Aliénor Blattgold Eytzinger Polimentvergoldung Restaurierung Stuhl

The first gold leaf alloy with an integrated marker, verifiable and documentable for restoration and heritage conservation

Visually indistinguishable from conventional gold – but detectable via XRF

The goal of developing Aliénor was to create a gold alloy that complies with the ethical principles of conservation and restoration. To this end, a special marker is added to the alloy: indium, a heavy metal. The indium is melted directly into the alloy without altering the traditional manufacturing process.

This marker is clearly detectable by X-ray fluorescence analysis (XRF). This allows objects gilded with Aliénor to be identified retrospectively and precisely documented.

Reasons for using Aliénor:

• Integrity: The physical and optical properties correspond to those of conventional gold leaf. The colour and lustre are comparable to Rosanobel 23.5 K double gold, and it can be worked just as easily.

• Detectability: Aliénor can be detected using non-invasive analytical methods (X-ray fluorescence analysis). Sampling is not necessary. The object remains undamaged.

• Durability: Due to its high carat weight, 23.5 K, Aliénor does not oxidise and is suitable for both indoor and outdoor use.

• Documentation: The use of Aliénor enables clear documentation and dating of restoration work on historic objects.

Aliénor (23.5 K)

One gold alloy – three product variants

Available in 3 variants:

Gold leaf: ultra-thin gold leaves in a booklet available as loose and transfer. Suitable for water and oil gilding for both interior and exterior use.

• Shell gold: finely ground gold leaf, bound with water-soluble gum arabic. Suitable as gold paint for painting, writing (calligraphy), for decorations in book illumination or in restoration work to touch up gold leaf gilding.

• Illumination gold: finely ground gold leaf, even finer than traditional gold powder, without any added binder. It is mixed with an aqueous binder as needed and applied directly. What makes it special: once dry, the gilding can be polished to a brilliant high gloss with an agate stone, especially when gelatine is used as the binder.

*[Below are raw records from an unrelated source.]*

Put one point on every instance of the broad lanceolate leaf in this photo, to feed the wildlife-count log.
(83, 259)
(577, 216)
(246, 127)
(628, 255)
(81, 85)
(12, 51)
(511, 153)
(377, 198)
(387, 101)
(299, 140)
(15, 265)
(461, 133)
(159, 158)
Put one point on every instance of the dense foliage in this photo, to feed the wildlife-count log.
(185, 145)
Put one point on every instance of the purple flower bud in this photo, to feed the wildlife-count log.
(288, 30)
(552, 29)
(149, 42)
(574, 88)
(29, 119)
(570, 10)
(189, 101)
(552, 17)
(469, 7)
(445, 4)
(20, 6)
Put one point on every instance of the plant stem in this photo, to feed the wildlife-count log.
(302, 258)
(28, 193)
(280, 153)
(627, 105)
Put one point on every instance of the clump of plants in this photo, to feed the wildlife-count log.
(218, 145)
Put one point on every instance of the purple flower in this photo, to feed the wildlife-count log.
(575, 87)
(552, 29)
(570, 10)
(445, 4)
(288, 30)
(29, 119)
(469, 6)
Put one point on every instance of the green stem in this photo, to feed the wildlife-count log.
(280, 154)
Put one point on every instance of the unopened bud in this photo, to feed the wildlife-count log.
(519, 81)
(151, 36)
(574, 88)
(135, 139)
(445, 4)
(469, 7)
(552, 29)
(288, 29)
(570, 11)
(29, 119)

The Aliénor project was launched in 2012 by the workshops of the Gilded Wood Restoration Department at the C2RMF (Centre de Recherche des Musées de France) in the Louvre, Paris. In collaboration with the French gold beater La Maison Dauvet, which closed its doors in 2019, this special alloy was developed and brought to market from 2015 onwards. Since 2019, we at Eytzinger, German gold beater based in Schwabach, have the honour of continuing this project of major importance for restoration.